The jail behind the courthouse had to be demolished to make room for the new addition. In 1997, instead of a groundbreaking, our County Administrator hosted a brick breaking with five small hammers. From the pile of rubble, I broke off a single brick for a souvenir.
While walking into the celebration luncheon hosted by the Town Council in Tudor Hall, I realized that I do not need to keep mementoes, memories are sufficient.
I must have looked like an anarchist carrying that brick into the Leonardtown government offices. I decided to leave the brick as a paperweight on one of the secretary’s desks.
As I reached to place the brick on the first most accessible desk, I sensed that I should put it on the other desk further over.
I was placing the old brick on that distant desk when Millie Huseman walked up.
“Oh, you must have read the Enterprise article about me collecting bricks.” she said.
Somewhat confused, I replied, “No, I was just leaving it on that desk for a paperweight because something inside me said to do so.”
“Well, I’ve been collecting bricks from all over the world to build a shrine for the Blessed Mother that overlooks St. Clements Island.” said Millie.

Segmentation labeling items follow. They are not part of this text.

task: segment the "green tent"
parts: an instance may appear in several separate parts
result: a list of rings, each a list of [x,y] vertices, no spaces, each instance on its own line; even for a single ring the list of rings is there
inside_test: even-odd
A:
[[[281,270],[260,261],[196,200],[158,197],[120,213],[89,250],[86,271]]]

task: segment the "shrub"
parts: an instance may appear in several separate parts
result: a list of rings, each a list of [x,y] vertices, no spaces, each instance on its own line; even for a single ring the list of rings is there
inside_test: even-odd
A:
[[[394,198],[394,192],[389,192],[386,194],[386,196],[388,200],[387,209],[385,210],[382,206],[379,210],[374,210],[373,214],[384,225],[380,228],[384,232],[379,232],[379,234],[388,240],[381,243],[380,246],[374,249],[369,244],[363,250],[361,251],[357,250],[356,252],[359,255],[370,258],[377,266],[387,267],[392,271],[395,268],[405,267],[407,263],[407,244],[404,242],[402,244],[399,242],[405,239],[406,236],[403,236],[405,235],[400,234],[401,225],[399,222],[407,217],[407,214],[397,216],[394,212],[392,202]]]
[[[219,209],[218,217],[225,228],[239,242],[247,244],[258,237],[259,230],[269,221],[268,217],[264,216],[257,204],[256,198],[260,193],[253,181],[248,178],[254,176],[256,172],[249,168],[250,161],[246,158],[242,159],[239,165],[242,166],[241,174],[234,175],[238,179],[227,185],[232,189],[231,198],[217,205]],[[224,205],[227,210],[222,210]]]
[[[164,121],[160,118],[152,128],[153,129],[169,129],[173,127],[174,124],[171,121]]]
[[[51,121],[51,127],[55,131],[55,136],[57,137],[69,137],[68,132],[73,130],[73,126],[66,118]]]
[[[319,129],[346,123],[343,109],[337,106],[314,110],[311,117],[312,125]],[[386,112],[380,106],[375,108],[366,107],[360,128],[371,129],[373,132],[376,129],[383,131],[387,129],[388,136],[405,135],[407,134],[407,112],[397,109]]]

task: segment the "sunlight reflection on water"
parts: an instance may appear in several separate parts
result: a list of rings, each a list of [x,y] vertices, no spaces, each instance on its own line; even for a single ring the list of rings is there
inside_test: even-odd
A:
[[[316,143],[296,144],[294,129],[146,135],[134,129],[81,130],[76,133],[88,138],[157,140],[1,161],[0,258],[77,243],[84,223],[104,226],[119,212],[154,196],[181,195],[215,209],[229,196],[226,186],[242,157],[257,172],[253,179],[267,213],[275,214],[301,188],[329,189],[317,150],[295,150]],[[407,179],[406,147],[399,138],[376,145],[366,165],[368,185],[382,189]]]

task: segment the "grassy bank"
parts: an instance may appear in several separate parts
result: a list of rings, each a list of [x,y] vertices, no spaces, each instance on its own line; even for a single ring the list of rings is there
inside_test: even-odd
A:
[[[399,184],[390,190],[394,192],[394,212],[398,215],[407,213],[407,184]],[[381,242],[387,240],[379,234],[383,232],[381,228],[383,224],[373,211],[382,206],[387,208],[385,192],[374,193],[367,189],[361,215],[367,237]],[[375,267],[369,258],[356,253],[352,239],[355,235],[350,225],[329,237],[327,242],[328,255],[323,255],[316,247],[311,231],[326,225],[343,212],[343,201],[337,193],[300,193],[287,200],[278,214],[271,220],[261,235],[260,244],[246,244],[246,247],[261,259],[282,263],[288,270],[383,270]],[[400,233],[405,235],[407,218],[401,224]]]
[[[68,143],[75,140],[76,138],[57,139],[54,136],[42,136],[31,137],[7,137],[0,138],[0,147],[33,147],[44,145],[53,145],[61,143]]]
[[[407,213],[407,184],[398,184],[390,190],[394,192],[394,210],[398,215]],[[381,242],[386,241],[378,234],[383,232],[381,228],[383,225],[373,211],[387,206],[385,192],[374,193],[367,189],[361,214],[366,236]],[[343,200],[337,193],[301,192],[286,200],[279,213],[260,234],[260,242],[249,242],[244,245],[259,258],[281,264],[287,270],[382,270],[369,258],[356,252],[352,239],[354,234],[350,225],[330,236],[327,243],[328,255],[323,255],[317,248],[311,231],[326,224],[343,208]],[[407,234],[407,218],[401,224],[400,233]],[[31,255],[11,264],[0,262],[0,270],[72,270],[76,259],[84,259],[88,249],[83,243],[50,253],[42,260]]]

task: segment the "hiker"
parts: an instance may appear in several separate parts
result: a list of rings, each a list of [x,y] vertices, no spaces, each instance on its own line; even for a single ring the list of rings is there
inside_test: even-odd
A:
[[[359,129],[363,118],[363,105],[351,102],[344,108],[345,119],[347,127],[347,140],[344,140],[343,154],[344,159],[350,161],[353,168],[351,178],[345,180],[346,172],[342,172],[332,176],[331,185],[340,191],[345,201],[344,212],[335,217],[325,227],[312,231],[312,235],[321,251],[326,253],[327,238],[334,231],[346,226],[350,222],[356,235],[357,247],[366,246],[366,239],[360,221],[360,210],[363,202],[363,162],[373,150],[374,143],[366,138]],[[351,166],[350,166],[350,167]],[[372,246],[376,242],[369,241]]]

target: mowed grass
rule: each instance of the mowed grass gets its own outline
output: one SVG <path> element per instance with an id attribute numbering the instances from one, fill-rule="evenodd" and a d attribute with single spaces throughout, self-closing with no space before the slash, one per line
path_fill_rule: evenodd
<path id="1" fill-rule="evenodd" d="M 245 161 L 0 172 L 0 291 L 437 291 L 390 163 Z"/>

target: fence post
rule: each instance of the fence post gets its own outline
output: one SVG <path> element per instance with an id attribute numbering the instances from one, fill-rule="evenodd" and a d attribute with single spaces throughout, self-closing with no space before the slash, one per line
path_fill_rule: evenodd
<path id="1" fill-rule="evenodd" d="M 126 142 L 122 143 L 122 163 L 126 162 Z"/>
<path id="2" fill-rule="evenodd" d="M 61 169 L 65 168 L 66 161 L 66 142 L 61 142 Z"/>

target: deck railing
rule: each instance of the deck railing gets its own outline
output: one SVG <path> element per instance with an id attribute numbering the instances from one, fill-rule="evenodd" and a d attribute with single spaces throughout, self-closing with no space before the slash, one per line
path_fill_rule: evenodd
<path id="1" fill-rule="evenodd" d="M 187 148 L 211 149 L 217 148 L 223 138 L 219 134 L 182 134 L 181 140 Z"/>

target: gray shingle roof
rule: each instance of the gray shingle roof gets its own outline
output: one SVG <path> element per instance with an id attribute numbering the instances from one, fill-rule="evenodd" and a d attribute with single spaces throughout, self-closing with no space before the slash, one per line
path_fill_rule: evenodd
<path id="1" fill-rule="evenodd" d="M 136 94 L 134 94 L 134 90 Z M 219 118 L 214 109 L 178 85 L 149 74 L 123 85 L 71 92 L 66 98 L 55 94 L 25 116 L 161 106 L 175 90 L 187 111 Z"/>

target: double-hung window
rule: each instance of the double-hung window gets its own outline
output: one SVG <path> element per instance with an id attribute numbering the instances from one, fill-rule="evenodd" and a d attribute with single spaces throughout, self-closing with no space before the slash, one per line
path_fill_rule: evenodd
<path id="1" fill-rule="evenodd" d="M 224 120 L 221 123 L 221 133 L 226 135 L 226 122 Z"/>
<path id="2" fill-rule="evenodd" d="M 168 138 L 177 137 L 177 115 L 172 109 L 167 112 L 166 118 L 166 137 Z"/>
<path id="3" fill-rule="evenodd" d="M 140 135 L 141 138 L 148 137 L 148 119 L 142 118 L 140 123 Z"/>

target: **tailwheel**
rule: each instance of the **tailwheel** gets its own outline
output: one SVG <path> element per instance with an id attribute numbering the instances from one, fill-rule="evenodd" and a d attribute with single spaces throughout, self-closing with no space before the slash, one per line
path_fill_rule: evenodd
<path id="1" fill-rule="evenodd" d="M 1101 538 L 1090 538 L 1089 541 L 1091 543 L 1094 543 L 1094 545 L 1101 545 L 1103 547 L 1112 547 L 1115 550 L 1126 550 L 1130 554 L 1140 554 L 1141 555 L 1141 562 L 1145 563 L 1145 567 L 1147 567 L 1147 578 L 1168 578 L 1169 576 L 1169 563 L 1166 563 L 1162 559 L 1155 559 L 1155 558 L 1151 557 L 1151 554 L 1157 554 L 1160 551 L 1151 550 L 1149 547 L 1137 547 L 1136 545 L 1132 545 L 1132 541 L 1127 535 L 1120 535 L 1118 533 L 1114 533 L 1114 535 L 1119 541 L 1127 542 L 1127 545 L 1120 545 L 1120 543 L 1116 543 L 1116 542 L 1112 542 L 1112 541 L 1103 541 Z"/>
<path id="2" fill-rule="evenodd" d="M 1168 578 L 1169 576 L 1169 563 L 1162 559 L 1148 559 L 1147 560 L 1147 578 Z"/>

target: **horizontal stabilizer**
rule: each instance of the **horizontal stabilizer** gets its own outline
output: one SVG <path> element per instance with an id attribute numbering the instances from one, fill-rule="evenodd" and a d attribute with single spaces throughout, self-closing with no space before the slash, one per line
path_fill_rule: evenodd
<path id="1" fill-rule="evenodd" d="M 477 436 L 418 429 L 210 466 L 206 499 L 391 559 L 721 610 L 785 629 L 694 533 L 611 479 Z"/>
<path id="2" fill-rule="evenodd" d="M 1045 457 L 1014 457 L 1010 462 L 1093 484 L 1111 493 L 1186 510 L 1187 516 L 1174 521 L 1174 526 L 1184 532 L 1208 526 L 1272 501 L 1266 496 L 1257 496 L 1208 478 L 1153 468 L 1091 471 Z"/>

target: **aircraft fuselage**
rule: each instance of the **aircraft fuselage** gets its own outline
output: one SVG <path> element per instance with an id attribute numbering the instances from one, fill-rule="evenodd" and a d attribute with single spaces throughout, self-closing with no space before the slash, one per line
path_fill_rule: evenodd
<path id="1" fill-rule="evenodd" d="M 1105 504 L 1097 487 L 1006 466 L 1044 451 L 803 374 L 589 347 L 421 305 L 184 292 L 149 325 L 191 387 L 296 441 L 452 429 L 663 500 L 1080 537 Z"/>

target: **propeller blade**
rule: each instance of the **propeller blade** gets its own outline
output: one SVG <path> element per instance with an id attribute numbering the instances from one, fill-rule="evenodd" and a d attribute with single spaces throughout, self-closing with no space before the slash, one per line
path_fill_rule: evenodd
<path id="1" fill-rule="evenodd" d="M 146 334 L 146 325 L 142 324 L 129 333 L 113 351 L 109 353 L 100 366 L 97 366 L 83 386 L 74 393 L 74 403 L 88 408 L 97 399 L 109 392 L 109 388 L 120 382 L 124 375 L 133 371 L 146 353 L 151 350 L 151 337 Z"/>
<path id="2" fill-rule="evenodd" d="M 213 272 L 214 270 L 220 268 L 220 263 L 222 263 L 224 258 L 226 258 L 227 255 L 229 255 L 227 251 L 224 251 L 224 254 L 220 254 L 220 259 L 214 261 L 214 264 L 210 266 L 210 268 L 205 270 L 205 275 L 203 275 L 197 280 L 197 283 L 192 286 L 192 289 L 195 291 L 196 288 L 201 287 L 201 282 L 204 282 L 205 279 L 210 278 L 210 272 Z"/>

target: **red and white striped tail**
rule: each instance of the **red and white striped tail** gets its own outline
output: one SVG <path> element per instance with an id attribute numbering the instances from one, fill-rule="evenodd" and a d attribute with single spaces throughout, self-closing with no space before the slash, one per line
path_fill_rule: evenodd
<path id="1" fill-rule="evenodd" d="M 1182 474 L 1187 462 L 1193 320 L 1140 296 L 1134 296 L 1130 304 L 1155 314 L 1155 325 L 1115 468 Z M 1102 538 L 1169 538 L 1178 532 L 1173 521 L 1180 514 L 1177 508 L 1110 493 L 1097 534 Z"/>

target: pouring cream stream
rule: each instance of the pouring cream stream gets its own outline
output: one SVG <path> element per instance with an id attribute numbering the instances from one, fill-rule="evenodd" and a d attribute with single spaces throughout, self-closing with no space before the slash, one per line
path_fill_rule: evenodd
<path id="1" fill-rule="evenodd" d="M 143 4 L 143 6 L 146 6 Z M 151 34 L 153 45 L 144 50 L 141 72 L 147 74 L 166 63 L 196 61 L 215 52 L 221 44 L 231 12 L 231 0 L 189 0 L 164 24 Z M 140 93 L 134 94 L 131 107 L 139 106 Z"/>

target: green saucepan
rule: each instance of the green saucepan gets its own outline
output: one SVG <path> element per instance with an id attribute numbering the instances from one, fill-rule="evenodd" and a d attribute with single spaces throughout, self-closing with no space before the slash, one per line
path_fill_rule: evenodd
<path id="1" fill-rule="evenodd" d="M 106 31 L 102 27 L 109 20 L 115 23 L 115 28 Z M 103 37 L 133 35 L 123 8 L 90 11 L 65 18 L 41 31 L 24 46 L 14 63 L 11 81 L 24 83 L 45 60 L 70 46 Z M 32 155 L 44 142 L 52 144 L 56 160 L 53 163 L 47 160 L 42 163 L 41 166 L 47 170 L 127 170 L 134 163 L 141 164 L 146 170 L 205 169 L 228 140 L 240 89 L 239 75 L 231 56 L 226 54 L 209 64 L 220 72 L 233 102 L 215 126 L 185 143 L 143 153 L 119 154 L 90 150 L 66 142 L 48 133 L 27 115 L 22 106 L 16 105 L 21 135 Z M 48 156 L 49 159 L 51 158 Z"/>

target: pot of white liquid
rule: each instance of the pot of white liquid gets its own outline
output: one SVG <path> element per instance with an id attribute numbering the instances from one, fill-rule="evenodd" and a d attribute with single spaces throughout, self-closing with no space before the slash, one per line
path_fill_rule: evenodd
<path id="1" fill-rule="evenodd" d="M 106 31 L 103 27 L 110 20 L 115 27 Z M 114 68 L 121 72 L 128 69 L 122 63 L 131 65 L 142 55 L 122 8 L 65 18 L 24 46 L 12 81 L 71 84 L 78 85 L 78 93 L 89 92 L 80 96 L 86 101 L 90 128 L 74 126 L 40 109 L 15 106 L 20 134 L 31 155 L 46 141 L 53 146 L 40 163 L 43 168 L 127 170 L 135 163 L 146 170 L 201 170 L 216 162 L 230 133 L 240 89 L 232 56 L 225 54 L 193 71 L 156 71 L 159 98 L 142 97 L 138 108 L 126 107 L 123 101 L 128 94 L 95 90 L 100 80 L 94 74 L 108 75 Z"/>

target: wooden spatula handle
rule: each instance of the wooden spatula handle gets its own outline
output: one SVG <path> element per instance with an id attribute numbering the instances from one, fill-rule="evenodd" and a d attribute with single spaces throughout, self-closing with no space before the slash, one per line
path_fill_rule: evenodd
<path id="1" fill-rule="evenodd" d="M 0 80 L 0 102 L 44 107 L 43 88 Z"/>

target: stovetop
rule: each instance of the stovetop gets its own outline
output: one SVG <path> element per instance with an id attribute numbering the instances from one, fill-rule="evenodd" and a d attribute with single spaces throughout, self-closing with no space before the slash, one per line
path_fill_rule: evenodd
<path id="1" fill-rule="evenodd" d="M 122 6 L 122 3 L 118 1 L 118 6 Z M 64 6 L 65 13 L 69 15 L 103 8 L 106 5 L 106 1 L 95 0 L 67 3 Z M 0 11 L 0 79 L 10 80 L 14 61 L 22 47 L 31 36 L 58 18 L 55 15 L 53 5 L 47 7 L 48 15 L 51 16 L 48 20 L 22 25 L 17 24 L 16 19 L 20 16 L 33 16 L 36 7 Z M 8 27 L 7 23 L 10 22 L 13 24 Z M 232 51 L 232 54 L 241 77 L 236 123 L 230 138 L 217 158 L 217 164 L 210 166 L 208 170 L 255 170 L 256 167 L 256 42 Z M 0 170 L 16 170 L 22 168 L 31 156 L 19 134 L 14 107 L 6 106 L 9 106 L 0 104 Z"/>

Let’s see: Over eighty thousand people lived in St. Mary’s County at the time and I unknowingly deliver a brick to the one lady who collects bricks for a shrine.
Millie said, “I have been wanting to talk with you as well.”
She relayed her enthusiasm for the history of the founding of Maryland and the events that occurred when the first colonists landed on St. Clements Island.
A shuttle boat was needed to help tourists and locals visit the island. I agreed that we could do this. I brought the idea to the County Commissioners. We established a boat committee with Karl Kopel as chairman. They were tasked with finding an affordable, fuel efficient, low maintenance, U.S. Coast Guard approved boat that would pay for itself through a nominal passage fee.
Today, the Water Taxi II carries up to a couple dozen passengers to and from St. Clements Island on the weekend for only seven dollars each. The boat is available by charter during the week for tour groups.